COCONUT BEETROOT SOUP

Coconut Beetroot Soup

A surprising combination but the lovely vibrant pink colour is great.
Prep Time10 minutes
Cook Time1 hour 20 minutes
Course: Soup
Cuisine: Paleo
Servings: 4 People

Equipment

  • Large Saucepan, stick blender

Ingredients

  • 500 grams Beetroot
  • 3 Bay leaves
  • Fresh Oregano
  • 30 ml Cold Pressed Olive Oil
  • 1 medium Onion - Red finely chopped
  • 700 ml Vegetable Stock
  • 1 400 ml can Coconut Milk
  • Black ground Pepper to taste
  • Fresh Parsley - Flat-leaf finely chopped to garnish

Instructions

  • In a large saucepan, cook the beetroot in salted water with the bay leaves and Oregano for about 50 - 60 minutes
  • Take off the heat and let cool in the water.

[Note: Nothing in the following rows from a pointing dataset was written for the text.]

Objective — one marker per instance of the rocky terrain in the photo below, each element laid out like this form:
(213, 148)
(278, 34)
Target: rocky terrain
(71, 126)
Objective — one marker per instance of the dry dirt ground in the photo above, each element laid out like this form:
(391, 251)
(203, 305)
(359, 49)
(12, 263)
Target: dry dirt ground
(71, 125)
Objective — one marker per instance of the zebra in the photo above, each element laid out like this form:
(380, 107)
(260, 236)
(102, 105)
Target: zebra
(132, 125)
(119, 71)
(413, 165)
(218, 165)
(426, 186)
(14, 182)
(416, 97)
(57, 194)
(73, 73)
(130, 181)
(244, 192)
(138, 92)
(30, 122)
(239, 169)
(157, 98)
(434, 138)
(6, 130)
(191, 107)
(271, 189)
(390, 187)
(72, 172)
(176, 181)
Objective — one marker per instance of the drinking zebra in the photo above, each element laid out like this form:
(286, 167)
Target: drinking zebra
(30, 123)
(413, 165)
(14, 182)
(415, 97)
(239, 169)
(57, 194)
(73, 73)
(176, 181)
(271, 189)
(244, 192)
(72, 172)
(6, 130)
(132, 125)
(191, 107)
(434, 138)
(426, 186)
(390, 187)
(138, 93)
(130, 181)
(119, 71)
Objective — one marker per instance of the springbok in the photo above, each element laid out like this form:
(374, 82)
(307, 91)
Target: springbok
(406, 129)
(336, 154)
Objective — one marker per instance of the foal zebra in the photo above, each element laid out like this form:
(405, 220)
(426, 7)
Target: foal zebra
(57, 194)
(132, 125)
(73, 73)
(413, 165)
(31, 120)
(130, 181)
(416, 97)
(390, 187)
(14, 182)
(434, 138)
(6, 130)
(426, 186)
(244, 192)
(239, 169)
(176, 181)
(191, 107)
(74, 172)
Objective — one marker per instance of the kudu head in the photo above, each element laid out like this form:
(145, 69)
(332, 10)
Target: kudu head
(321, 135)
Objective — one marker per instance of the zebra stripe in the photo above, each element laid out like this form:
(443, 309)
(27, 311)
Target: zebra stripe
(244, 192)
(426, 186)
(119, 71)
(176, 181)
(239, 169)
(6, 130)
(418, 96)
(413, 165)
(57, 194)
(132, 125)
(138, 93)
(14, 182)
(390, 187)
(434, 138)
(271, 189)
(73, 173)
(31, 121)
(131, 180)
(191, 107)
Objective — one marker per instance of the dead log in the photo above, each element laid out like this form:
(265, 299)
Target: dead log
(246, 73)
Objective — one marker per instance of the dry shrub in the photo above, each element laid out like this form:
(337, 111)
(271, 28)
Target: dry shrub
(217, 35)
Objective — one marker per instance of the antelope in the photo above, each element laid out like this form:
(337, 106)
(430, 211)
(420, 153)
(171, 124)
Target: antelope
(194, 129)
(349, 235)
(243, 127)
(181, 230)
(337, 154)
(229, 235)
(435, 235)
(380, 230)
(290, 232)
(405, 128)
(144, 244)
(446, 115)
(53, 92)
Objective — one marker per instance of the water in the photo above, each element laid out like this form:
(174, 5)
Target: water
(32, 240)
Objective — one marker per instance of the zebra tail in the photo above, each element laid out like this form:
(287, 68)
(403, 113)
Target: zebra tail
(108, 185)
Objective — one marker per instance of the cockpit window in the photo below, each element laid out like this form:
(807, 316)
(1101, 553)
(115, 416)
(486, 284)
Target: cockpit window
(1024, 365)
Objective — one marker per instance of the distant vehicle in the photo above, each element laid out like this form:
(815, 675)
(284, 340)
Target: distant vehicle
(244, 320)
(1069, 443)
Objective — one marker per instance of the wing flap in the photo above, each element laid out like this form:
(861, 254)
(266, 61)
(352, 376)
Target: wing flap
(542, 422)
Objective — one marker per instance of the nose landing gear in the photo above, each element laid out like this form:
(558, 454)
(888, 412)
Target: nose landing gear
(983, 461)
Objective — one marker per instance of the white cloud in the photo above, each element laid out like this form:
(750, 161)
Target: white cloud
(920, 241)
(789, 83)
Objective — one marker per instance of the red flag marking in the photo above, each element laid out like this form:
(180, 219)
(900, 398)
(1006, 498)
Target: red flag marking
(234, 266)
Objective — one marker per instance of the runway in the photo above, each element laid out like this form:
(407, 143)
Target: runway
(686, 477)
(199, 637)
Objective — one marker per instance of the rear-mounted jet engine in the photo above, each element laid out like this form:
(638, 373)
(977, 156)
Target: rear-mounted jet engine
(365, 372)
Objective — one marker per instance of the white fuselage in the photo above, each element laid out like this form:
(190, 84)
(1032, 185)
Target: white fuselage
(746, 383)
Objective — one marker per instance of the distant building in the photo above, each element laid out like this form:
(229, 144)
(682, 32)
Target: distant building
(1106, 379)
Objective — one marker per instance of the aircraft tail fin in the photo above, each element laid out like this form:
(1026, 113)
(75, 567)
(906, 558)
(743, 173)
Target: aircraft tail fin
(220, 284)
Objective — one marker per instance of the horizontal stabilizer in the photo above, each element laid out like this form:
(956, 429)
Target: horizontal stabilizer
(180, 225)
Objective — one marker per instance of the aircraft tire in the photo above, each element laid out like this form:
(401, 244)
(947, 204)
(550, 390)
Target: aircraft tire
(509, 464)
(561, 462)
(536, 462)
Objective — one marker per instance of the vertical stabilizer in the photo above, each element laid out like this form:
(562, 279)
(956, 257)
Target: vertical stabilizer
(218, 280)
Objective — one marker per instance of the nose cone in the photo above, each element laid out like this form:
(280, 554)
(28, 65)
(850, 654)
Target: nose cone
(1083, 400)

When cool enough to handle, peel and roughtly chop.
  • Heat the olive oil in a large saucepan over a medium heat and sweat the onion for 3 - 4 minutes Add the beetroot and toss in the oil. Add the stock and simmer uncovered for 15 minutes.
  • Add the coconut milk and simmer, uncovered for 2 - 3 minutes.
  • Season to taste and take off the heat.
  • With your stick blender, puree until smooth.
  • Spoon into serving bowls and garnish with the fresh parsledy.